I don't agree that Havs need to be kept on leash all the time, and Kodi regularly goes on off-leash jaunts with other dogs (that are ALSO well trained to come back to their owners when called!) so I know that it can be done safely with more than one dog.

HOWEVER, I don't think that "loose dog" (of ANY breed) "cars" or "street" should EVER be in the same conversation. I don't care whether your talking about a Chihuahua or an Irish Wolf Hound, the possibility for the animal to get hurt or killed is just WAY too great for them to be loose where there is any chance of traffic. If a car can kill a deer, it can kill ANY breed of dog.

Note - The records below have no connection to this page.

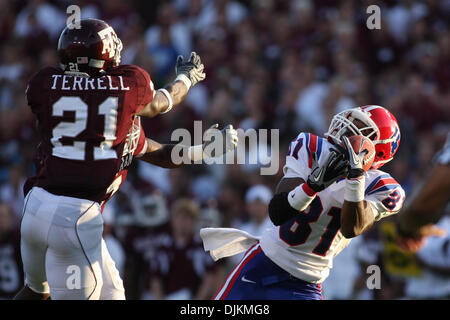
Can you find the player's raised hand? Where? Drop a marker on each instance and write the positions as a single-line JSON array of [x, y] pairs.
[[334, 168], [191, 71], [229, 140]]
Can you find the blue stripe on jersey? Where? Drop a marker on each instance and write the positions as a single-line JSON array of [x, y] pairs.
[[307, 144], [374, 182], [319, 146]]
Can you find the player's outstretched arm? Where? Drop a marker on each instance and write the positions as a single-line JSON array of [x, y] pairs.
[[189, 73], [356, 214], [416, 222], [162, 154]]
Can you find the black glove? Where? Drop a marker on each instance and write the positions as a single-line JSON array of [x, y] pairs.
[[334, 168], [192, 69], [280, 210]]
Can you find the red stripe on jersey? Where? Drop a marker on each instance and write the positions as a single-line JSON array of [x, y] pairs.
[[312, 147], [233, 280]]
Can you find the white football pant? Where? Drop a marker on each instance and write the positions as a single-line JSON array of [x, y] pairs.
[[63, 251]]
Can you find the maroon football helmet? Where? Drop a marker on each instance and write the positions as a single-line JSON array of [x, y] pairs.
[[90, 49]]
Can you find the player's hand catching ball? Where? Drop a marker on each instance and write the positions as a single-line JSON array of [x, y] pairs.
[[191, 71], [334, 168], [229, 141]]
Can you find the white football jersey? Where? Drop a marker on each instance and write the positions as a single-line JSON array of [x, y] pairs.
[[306, 244]]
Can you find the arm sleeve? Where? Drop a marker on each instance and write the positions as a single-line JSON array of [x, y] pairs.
[[299, 157], [142, 142], [385, 196], [443, 156], [145, 88]]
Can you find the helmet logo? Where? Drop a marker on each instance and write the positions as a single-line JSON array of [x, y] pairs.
[[394, 143], [109, 39]]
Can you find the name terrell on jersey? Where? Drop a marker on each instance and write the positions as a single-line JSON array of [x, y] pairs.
[[68, 82]]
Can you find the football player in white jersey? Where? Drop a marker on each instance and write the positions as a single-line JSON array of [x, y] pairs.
[[324, 199]]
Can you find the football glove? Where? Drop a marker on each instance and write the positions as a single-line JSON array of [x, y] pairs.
[[229, 141], [334, 168], [280, 210], [355, 161], [191, 71]]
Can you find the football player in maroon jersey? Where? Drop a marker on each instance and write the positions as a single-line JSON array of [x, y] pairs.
[[88, 118]]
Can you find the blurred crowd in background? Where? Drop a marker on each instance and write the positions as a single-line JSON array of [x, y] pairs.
[[285, 64]]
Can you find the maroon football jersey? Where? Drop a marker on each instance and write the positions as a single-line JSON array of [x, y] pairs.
[[179, 267], [89, 131]]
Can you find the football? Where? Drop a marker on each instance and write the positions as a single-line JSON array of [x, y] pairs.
[[362, 144]]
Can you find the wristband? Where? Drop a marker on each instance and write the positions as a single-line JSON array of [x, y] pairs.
[[195, 153], [169, 98], [354, 189], [301, 197], [183, 78]]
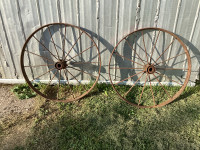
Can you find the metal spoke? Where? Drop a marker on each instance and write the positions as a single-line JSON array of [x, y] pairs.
[[45, 47], [166, 49], [84, 62], [154, 46], [64, 44], [74, 45], [144, 46], [40, 65], [129, 77], [142, 90], [133, 85], [152, 90], [44, 73], [170, 68], [39, 56], [162, 86], [170, 58], [134, 50], [82, 71], [128, 59], [167, 77], [124, 68], [81, 52], [53, 41]]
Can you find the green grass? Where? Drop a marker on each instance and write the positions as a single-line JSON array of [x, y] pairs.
[[103, 121]]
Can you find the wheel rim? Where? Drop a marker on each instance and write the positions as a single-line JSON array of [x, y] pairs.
[[151, 53], [58, 55]]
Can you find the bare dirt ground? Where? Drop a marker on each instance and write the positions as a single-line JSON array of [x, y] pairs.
[[13, 112]]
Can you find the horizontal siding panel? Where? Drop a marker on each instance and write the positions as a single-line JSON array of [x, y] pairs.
[[106, 21]]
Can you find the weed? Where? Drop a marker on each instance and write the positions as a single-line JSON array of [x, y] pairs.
[[23, 91]]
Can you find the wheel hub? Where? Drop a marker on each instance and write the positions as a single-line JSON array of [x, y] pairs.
[[61, 65], [150, 69]]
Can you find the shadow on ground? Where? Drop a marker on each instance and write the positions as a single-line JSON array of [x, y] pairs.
[[104, 121]]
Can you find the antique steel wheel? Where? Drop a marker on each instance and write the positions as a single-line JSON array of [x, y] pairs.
[[153, 63], [57, 56]]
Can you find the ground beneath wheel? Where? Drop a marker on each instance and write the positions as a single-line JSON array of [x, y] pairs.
[[12, 112]]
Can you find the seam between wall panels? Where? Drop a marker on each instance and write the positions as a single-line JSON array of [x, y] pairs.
[[192, 32], [97, 26], [157, 13], [14, 72], [137, 17], [116, 33], [59, 11], [22, 29], [175, 25]]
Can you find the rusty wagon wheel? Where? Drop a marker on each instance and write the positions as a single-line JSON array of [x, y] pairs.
[[57, 55], [149, 61]]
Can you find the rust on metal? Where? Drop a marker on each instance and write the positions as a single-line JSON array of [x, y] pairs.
[[59, 65], [150, 67]]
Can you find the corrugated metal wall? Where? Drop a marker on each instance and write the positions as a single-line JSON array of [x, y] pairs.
[[106, 20]]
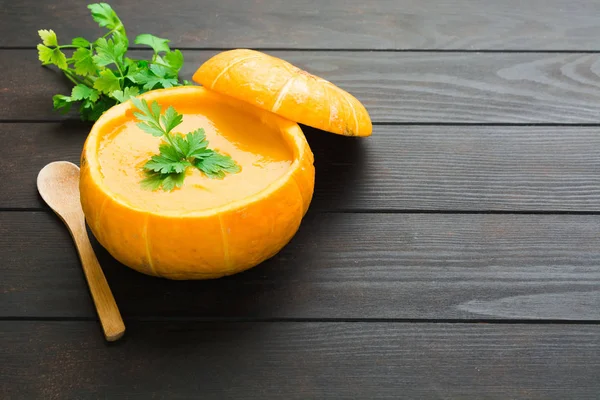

There is a BIG difference between letting your dog loose in an urban (or even suburban) environment, or letting them enjoy the freedom of running back and forth and just being dogs when you are out in a state park or on the beach.


----------



## The Laughing Magpie (Aug 20, 2009)

I agree it is all in the recall. I can walk with all three of my dogs off leash. It took lots of training and training them one at a time. They will all heal off leash even the blind one although if he can not hear your steps or sometimes make contact with your leg he will just lay down and bark until you reasure him. I do not walk them in the neighborhood off leash too dangerous. They do enjoy off leash in a safe area beach, park, a large property. It can be done but you need to really work at it.


----------



## Suzi (Oct 27, 2010)

krandall said:


> I DEFINITELY think that Havs can be taught to respond off leash. But it takes time and effort and MANY repetitions for a dog to be reliable off leash. You have to make responding to you be more rewarding than anything else in the dog's life. Make sure that being with you is the most fun your dog can have.
> 
> A lot of people make the mistake of only calling their dogs when they want to put them on the leash, bring them back in the house, brush them, give them a bath... you get the idea. Until your dog has a REALLY reliable recall under less challenging circumstances, DON'T call them under more challenging circumstances. Go and get them, or if this won't be possible, don't let them loose.
> 
> ...


 Karen's post for teaching recall and release is a very good suggestion for you to try. I do not know where you live and what the weather is like right now. I work for the parks department here in rainy Oregon and right now no one is playing tennis. I always see people taking their dogs in the court. It is a good safe area to train. you could use a ball if your dogs retrieve say the command when they are coming back to you bring a lot of treats. At least this is a safe place to let them run free.


----------